Ich erinnere mich noch ganz genau an die Bilder mit den vielen Menschen im Superdome und das Wasser rundherum. Es ist ein riesiges Stadion, in den 70-er-Jahren erbaut. Heute ist es außen saniert und hat eine „goldene“ Hülle. Ich gehe rundherum und es ist ein weiter Weg. Immer schaue ich auf die Hochhäuser rundherum. Ich möchte auf dieses Bauwerk von ober herabschauen. Eines der Hochhäuser ist ein Hotel. Eine tschechische Portierin erklärt mir ausnahmsweise den Weg in das Fitness-Studio im 32. Stockwerk. Ein phantastischer Überblick.
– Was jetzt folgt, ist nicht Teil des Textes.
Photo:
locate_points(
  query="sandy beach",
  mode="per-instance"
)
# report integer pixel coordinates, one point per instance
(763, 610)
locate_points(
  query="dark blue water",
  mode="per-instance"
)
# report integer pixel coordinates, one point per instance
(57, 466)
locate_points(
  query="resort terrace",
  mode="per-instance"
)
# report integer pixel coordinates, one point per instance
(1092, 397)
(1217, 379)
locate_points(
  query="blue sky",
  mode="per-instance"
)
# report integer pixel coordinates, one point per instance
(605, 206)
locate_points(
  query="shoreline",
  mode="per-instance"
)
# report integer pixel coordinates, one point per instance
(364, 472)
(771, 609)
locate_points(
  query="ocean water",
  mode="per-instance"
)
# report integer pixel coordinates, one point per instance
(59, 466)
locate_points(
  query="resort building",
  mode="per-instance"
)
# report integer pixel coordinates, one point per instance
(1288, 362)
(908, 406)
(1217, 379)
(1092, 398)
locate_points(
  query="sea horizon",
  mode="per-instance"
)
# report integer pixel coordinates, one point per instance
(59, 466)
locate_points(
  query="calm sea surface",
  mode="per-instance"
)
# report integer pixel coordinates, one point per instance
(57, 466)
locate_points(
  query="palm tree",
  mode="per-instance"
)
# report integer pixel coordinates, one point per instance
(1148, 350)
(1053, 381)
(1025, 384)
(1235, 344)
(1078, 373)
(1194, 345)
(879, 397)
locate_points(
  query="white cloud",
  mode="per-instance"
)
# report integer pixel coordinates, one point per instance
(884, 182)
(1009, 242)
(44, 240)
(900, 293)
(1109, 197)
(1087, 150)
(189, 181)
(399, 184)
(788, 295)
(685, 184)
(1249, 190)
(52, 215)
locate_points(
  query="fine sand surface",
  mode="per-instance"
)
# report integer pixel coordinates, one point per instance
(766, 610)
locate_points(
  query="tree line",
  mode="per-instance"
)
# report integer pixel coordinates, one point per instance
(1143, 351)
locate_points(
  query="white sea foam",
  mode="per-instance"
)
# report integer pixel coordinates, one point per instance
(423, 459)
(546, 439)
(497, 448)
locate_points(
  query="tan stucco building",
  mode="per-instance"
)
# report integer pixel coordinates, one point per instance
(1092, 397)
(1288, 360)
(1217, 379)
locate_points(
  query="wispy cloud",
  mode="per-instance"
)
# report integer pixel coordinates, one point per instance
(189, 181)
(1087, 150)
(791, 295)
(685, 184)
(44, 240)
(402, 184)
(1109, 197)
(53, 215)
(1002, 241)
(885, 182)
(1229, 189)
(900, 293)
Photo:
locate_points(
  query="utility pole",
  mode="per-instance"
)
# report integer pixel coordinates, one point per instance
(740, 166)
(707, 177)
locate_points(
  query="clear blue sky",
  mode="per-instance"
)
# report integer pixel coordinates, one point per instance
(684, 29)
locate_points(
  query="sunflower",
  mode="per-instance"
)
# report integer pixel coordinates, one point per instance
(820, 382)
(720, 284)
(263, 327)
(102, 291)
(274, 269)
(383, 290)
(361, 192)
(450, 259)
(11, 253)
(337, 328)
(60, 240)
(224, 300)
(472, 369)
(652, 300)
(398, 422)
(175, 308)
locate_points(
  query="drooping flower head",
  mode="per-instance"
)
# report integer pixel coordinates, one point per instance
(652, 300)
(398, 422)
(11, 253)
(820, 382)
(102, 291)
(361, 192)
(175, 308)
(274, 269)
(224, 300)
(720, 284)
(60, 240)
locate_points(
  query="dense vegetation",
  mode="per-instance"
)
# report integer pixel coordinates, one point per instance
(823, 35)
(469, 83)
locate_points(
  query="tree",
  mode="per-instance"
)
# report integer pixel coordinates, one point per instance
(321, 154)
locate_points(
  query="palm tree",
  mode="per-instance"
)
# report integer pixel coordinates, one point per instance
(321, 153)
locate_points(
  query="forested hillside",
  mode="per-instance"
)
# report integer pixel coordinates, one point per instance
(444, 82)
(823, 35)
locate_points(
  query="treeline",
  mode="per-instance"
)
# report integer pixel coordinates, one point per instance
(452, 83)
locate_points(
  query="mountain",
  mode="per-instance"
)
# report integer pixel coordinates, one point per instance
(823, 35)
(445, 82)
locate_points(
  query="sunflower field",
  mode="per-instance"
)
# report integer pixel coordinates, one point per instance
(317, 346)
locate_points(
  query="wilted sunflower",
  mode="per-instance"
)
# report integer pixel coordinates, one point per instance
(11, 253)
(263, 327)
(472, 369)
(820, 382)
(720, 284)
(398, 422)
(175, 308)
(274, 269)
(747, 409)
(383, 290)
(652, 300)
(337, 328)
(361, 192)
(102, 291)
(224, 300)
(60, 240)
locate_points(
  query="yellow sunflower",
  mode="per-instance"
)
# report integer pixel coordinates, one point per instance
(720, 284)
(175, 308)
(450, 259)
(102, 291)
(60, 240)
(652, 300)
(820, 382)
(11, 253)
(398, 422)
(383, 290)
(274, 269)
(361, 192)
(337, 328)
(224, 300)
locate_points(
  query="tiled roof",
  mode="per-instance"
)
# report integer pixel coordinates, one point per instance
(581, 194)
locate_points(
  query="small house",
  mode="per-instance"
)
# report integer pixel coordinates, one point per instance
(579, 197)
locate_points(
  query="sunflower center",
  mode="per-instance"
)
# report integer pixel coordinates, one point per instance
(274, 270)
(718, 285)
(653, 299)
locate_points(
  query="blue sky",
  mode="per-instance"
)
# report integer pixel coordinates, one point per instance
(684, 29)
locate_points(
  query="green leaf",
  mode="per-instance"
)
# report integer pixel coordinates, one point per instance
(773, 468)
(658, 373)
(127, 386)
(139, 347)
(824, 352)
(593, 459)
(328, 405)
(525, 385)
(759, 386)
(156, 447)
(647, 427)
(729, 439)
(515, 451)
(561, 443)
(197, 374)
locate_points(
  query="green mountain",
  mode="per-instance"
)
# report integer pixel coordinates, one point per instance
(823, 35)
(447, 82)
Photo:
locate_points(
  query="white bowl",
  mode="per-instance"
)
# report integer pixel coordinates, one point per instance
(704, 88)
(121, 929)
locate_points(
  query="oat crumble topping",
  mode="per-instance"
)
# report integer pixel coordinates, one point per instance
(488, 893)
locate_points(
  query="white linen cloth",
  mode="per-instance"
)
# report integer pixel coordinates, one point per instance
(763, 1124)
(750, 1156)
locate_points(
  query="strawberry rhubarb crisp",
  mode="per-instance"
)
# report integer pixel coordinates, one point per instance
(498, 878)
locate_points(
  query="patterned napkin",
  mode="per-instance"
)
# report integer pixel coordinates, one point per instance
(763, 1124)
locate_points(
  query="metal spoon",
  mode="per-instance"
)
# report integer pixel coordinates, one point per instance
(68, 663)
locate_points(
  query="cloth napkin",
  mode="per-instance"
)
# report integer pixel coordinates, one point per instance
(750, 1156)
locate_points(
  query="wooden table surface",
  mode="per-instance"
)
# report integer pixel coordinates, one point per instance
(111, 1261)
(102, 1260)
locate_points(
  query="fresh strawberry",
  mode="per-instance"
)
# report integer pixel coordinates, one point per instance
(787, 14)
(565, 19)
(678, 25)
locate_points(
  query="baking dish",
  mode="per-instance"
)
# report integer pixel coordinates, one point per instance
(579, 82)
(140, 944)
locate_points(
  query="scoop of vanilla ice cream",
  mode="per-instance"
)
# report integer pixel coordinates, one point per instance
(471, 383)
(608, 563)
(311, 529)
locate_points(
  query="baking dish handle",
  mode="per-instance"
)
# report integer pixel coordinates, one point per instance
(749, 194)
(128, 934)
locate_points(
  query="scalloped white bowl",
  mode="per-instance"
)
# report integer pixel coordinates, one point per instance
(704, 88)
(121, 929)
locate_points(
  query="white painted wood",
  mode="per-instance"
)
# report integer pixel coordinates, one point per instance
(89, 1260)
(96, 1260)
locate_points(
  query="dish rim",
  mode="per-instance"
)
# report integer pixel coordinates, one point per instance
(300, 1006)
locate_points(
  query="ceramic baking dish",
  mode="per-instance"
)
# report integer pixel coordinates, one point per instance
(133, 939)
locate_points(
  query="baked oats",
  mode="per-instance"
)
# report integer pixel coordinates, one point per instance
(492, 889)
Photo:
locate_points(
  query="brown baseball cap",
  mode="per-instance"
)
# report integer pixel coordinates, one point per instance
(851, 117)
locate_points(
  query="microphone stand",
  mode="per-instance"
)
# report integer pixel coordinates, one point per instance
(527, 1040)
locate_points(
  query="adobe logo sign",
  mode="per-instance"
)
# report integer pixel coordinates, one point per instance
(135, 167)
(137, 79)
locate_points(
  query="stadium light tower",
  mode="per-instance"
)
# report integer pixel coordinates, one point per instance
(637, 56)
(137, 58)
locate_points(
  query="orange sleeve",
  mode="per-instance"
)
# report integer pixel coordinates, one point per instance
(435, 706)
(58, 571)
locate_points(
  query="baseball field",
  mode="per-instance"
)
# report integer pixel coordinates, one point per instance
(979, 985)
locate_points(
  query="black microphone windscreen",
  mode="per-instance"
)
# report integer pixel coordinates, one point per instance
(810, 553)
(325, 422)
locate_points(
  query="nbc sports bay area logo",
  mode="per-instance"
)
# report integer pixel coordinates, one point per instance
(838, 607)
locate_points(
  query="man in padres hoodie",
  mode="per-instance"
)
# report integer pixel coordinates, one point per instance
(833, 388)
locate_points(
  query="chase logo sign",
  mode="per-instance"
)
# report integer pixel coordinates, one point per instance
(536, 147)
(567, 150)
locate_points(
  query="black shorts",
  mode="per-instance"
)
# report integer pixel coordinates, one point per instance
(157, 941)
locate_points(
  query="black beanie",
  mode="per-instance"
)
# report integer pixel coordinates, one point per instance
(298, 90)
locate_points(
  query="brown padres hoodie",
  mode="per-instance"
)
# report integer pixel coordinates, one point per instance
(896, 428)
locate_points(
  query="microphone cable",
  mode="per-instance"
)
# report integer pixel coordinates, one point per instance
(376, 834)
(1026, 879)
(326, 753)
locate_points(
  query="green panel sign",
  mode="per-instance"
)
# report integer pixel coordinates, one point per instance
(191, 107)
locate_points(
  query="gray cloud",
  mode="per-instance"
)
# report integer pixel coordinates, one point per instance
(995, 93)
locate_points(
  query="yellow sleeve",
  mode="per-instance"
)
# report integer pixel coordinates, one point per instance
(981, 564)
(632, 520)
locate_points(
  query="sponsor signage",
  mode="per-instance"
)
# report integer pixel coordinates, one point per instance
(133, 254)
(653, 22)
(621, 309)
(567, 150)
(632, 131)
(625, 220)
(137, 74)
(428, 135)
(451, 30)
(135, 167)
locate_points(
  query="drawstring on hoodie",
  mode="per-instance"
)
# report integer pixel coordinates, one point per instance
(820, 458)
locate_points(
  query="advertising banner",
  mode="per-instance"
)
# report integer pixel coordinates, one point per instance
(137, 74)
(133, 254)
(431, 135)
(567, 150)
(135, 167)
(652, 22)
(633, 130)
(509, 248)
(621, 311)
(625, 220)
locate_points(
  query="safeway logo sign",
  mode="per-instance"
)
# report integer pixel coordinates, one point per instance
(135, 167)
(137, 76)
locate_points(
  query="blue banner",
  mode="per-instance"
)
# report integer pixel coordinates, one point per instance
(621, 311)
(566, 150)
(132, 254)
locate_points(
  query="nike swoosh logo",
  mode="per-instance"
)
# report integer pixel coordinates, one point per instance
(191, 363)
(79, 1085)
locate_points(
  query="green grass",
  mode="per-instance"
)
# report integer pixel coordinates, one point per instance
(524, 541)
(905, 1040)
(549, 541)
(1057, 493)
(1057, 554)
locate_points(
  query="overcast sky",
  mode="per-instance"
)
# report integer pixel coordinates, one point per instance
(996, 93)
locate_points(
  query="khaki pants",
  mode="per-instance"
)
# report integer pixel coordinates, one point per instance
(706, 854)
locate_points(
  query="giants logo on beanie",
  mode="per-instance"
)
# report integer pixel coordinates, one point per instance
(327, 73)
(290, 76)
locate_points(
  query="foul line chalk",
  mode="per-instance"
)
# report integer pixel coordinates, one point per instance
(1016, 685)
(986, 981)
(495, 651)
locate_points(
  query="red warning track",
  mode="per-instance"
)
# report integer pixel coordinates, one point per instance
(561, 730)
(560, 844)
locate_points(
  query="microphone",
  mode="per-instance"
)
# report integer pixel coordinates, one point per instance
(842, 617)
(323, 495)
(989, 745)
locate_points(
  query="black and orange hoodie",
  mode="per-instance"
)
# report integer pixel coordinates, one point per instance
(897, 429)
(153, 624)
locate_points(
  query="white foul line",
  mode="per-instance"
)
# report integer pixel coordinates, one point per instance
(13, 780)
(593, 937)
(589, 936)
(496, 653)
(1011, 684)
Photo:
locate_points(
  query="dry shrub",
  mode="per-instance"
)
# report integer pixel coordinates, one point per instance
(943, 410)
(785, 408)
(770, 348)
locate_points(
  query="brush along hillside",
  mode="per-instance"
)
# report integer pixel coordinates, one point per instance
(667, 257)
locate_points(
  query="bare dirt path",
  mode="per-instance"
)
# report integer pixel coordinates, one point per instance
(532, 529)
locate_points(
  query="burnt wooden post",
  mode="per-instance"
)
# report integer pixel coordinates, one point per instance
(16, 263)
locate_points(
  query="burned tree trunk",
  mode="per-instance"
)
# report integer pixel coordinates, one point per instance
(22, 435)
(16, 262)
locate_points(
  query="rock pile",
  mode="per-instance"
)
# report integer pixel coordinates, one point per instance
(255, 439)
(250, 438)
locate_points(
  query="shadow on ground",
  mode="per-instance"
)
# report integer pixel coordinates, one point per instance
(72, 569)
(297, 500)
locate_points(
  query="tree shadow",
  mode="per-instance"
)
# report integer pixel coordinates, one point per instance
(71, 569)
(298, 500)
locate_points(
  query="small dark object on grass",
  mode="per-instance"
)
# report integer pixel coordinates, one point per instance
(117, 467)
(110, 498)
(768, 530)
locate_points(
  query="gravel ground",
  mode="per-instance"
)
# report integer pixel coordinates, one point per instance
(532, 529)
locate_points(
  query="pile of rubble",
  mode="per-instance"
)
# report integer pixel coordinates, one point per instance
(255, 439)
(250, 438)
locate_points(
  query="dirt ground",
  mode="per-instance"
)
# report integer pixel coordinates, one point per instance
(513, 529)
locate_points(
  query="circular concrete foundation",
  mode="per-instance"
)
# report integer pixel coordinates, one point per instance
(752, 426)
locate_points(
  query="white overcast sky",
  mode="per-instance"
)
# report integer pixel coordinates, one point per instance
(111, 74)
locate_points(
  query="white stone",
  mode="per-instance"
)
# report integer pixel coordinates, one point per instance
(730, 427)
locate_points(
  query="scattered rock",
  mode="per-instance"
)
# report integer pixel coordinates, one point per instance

Lange meditiere ich diesen Blick auf die weit und flach ausgewalkte Stadt. Wo sind die Berge? Nirgends. Der Mississippi schlängelt sich in seinem über Jahrtausende angelegten Delta dahin. Seit 1717 hat sich hier der Mensch in der „urbanen Lebensform“ dazugesellt. Ich sehe jetzt: Wer so nahe am Wasser ist, „muss“ mit nassen Füssen rechnen.

50.000 Häuser unbewohnt
Von verschiedenen Seiten habe ich diese Zahl nun gehört. New Orleans hat 340.000 Einwohner, etwa um 160.000 weniger als vor Katrina. 50.000 Häuser sind noch unbewohnt bzw. warten auf einen Käufer bzw. werden vermietet. Bei meinem Durchgehen durch Mid-City bilde ich mir selbst ein Urteil und denke: Diese Häuser sind einfach kaputt. Sie können meiner Ansicht nach nur abgerissen werden. Nachdem aber bei Katrina auch die Aufzeichnungen der Stadt verloren gingen, ist bei vielen Parzellen und Häusern noch immer nicht klar, wem sie tatsächlich gehören. In jedem Fall sind solche Stadtteile nicht gerade attraktiv. Abreißen und freie Flächen wären ansprechender als die Ruinen. Beklemmend.

Ein Buch, das „VERÄNDERT!“

Es ist windig und „chilly“ geworden. So verziehe ich mich in ein altes Kaffeehaus mit dem Buch von Christoph Chorherr „VERÄNDERT!“.  Zwei Kapitel habe ich schon im Herfliegen gelesen. Jetzt vollende ich es. Er beschreibt eine neue nachhaltige Gesellschaft, die er selbst schon in vielen kleineren Projekten in Wien initiiert und wesentlich mitgestaltet hat. Das ist das Wertvolle an diesem Buch, das die Veränderungen schon gelebt und gestaltet sind und nicht erst propagiert werden. Es geht um den Menschen und um alle Menschen auf dieser Welt, die ein Anrecht haben, „gut zu leben“. Es ist nicht der Umweltschutz, sondern die Gerechtigkeit.  Anregend und konkret geschrieben. Vor allem seine Gedanken zur Bildung sprechen mir aus der Seele und die Demaskierung des Götzen Auto. Lesenswert.